In the case before the Supreme Court there were two key considerations:
- Whether representative proof of time spent donning and doffing makes a class unmanageable under Rule 23;
- Whether the class could be maintained when some putative class members did not work any uncompensated overtime.
The opinion focuses almost exclusively on the first question and the Court relies on its previous holding in Anderson v. Mt. Clemens which supplies the procedures for handling most wage and hour overtime cases. In that landmark 1946 decision, the Supreme Court held that where an employer failed to keep records, an employee can show the amount of unpaid work “as a matter of just and reasonable inference.” The employer argued that because each putative class member must show that he worked 40 or more hours in a given week, this inherently individual inquiry trumps any common analysis that could be applied using the representative sample.
The majority opinion argued that in many cases a representative sample is the only way to establish a defendant’s liability. Moreover, because this representative sample could be used in an individual case to establish the amount of time spent donning and doffing PPE it follows that it could also be used in a class wide case.
In this suit, as in Mt. Clemens, respondents sought to introduce a representative sample to fill an evidentiary gap created by the employer’s failure to keep adequate records. If the employees had proceeded with 3,344 individual lawsuits, each employee likely would have had to introduce [the Expert’s] study to prove the hours he or she worked. Rather than absolving the employees from proving individual injury, the representative evidence here was a permissible means of making that very showing
Hence, the representative proof of time worked, but not paid, could be used to meet the just and reasonable inference standard in Mt.
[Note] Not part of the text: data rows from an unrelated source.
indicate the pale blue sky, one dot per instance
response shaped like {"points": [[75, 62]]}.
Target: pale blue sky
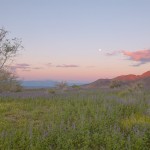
{"points": [[72, 31]]}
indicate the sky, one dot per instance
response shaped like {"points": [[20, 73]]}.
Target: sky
{"points": [[62, 38]]}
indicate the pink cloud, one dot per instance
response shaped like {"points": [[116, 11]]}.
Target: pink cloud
{"points": [[67, 66], [141, 56]]}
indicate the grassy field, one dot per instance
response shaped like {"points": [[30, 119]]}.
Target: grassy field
{"points": [[112, 120]]}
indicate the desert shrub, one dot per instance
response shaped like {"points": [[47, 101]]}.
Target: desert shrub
{"points": [[51, 91], [123, 93], [8, 82], [62, 85], [115, 84]]}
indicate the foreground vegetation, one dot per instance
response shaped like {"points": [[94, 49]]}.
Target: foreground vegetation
{"points": [[77, 120]]}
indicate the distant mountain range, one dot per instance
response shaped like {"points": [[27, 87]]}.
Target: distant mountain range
{"points": [[124, 79]]}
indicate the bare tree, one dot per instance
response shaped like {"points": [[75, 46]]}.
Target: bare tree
{"points": [[8, 48]]}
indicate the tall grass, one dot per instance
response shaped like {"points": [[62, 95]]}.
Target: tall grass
{"points": [[85, 120]]}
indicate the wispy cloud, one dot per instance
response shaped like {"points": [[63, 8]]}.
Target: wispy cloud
{"points": [[37, 68], [23, 66], [113, 53], [140, 56], [48, 64], [67, 66]]}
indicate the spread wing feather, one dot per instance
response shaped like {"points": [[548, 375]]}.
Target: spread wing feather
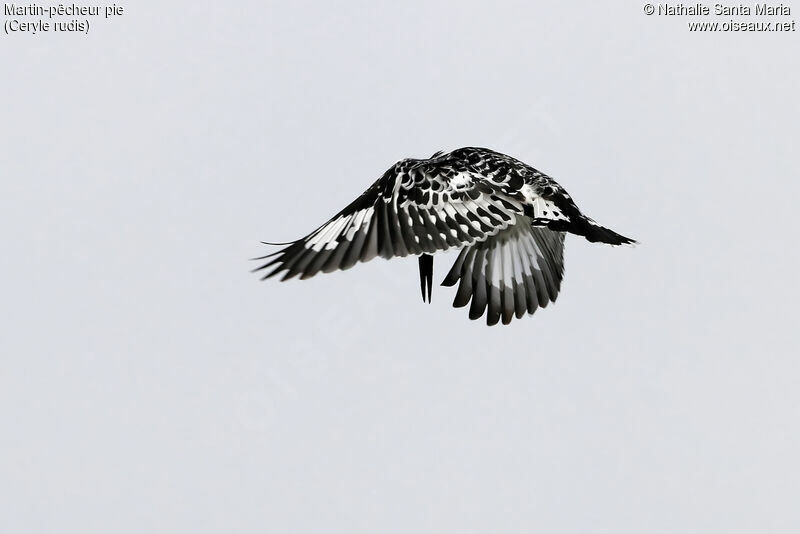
{"points": [[416, 207], [515, 271]]}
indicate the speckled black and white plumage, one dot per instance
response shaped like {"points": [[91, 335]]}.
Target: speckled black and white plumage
{"points": [[507, 218]]}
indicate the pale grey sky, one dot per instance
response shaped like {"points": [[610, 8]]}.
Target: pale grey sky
{"points": [[151, 384]]}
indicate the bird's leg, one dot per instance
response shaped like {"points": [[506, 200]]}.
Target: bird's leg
{"points": [[426, 275]]}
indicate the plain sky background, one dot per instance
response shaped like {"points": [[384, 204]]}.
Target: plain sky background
{"points": [[150, 383]]}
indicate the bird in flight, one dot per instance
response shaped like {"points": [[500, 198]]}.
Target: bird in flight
{"points": [[508, 220]]}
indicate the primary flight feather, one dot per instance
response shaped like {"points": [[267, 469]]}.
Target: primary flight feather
{"points": [[508, 219]]}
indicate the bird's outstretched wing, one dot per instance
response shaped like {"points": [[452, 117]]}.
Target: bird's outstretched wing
{"points": [[416, 207], [513, 272]]}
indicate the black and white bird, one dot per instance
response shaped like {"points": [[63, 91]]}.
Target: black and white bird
{"points": [[508, 219]]}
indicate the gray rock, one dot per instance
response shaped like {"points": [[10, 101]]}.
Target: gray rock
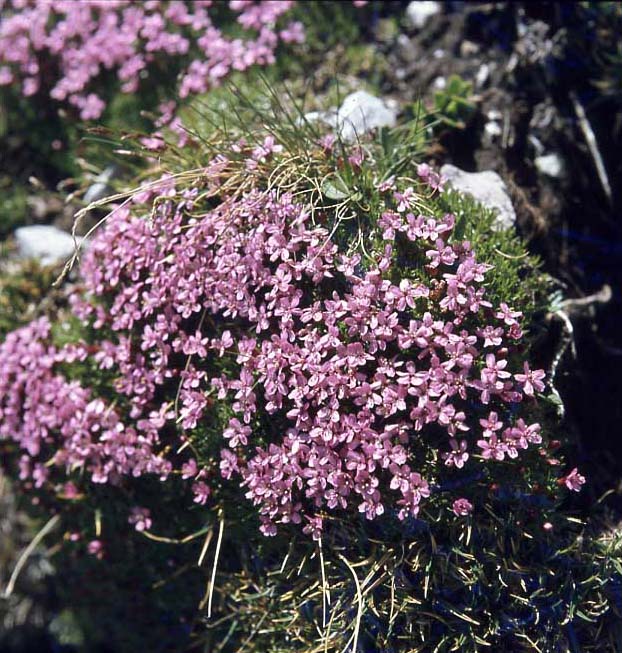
{"points": [[551, 165], [486, 187], [419, 12], [361, 112], [46, 243]]}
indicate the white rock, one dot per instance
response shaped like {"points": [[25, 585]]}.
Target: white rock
{"points": [[361, 112], [419, 12], [493, 129], [482, 75], [551, 165], [486, 187], [100, 187], [44, 242]]}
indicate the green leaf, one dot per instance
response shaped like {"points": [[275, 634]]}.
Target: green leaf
{"points": [[335, 188], [460, 228]]}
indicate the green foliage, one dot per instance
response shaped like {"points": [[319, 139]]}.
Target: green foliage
{"points": [[13, 205], [453, 105], [23, 287]]}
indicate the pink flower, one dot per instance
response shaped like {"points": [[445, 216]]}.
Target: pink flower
{"points": [[140, 518], [458, 455], [96, 548], [573, 481], [462, 507], [201, 492], [531, 380]]}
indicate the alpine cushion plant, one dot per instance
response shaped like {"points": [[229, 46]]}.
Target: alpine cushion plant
{"points": [[65, 49], [302, 333], [373, 370]]}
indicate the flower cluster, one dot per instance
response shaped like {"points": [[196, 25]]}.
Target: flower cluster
{"points": [[67, 46], [60, 421], [351, 382]]}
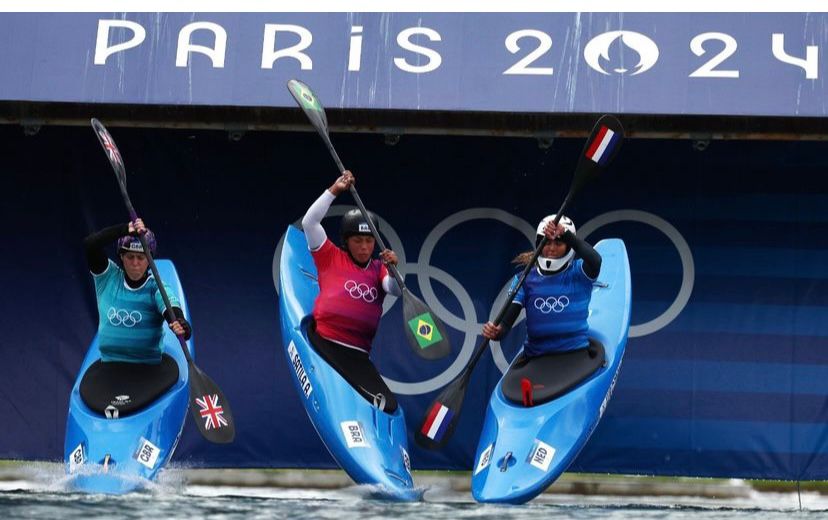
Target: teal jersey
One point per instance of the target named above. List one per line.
(131, 321)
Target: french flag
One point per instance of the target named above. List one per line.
(437, 422)
(601, 148)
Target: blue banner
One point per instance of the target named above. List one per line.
(726, 368)
(634, 63)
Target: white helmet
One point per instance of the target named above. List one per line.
(554, 264)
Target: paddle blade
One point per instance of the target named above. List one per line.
(442, 415)
(111, 150)
(210, 409)
(425, 332)
(599, 151)
(310, 104)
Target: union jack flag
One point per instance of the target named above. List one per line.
(211, 411)
(110, 147)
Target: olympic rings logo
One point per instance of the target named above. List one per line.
(361, 291)
(123, 317)
(467, 320)
(552, 304)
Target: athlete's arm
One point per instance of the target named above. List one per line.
(592, 259)
(178, 315)
(390, 285)
(94, 244)
(496, 332)
(312, 221)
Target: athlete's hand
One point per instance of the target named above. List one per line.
(137, 227)
(343, 183)
(492, 331)
(176, 327)
(553, 231)
(388, 256)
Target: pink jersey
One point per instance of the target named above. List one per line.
(349, 305)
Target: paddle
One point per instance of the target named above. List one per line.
(209, 407)
(443, 414)
(425, 332)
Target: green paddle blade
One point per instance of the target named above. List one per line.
(210, 409)
(310, 104)
(425, 332)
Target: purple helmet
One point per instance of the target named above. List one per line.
(132, 244)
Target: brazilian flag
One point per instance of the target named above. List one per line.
(424, 330)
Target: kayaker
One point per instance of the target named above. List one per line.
(130, 308)
(555, 294)
(352, 287)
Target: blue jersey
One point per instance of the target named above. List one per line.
(557, 307)
(130, 326)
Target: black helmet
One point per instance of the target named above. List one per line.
(354, 224)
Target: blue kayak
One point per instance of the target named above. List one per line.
(368, 443)
(124, 419)
(544, 410)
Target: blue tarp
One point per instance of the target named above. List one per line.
(647, 63)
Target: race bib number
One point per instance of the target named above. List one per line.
(406, 460)
(354, 434)
(147, 454)
(76, 458)
(541, 455)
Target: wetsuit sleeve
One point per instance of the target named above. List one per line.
(312, 221)
(512, 312)
(178, 314)
(94, 245)
(591, 257)
(389, 283)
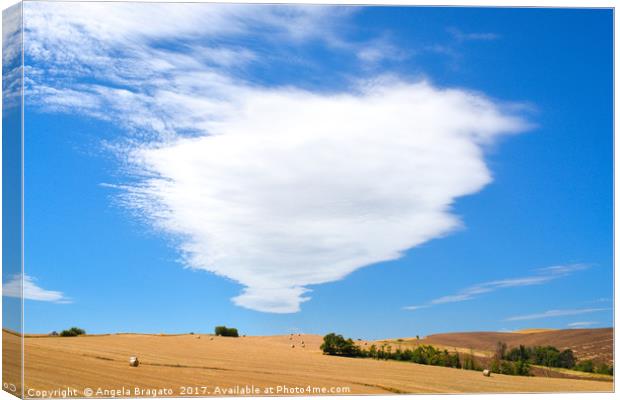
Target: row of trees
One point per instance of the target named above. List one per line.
(337, 345)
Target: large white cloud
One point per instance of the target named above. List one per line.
(277, 188)
(298, 189)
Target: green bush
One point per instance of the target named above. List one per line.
(74, 331)
(224, 331)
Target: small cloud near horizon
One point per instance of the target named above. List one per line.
(31, 291)
(582, 324)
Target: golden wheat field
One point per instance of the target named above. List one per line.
(177, 365)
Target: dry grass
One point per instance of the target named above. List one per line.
(595, 344)
(174, 361)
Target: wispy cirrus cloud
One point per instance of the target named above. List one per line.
(582, 324)
(276, 201)
(31, 291)
(543, 275)
(472, 36)
(556, 313)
Clemons and because any one individual could rely on it, it could be applied to the class.
The Court punted the second issue to the lower court. The employer argued that where there is no proof that all class members suffered an injury, the employees must provide a sufficiently reliable mechanism to ensure those members that have not suffered an injury were not awarded any damages and do not recover any damages. This issue became relevant because the jury did not award all the damages sought by the Plaintiffs and therefore, the proof offered by the Plaintiffs to calculate the amount of time worked to show that each putative class member had worked at least 40 hours was flawed. The Court concluded that there wasn’t enough information on the record to determine whether the allocation was sufficient and left that decision to the lower court to resolve.
In a concurring opinion, Justice Roberts fleshed out this issue more thoroughly and argued that because the jury verdict was entered as a dollar figure (and not in terms of minutes worked), it would be difficult to extrapolate how much unpaid time was awarded by the jury. Because the amount of unpaid time was not clear, the Plaintiffs may not be able to sufficiently show which class members worked more than 40 hours in a workweek (which is required to recover under the Federal wage and hour laws). In that circumstance, Justice Roberts concluded the jury award could not stand.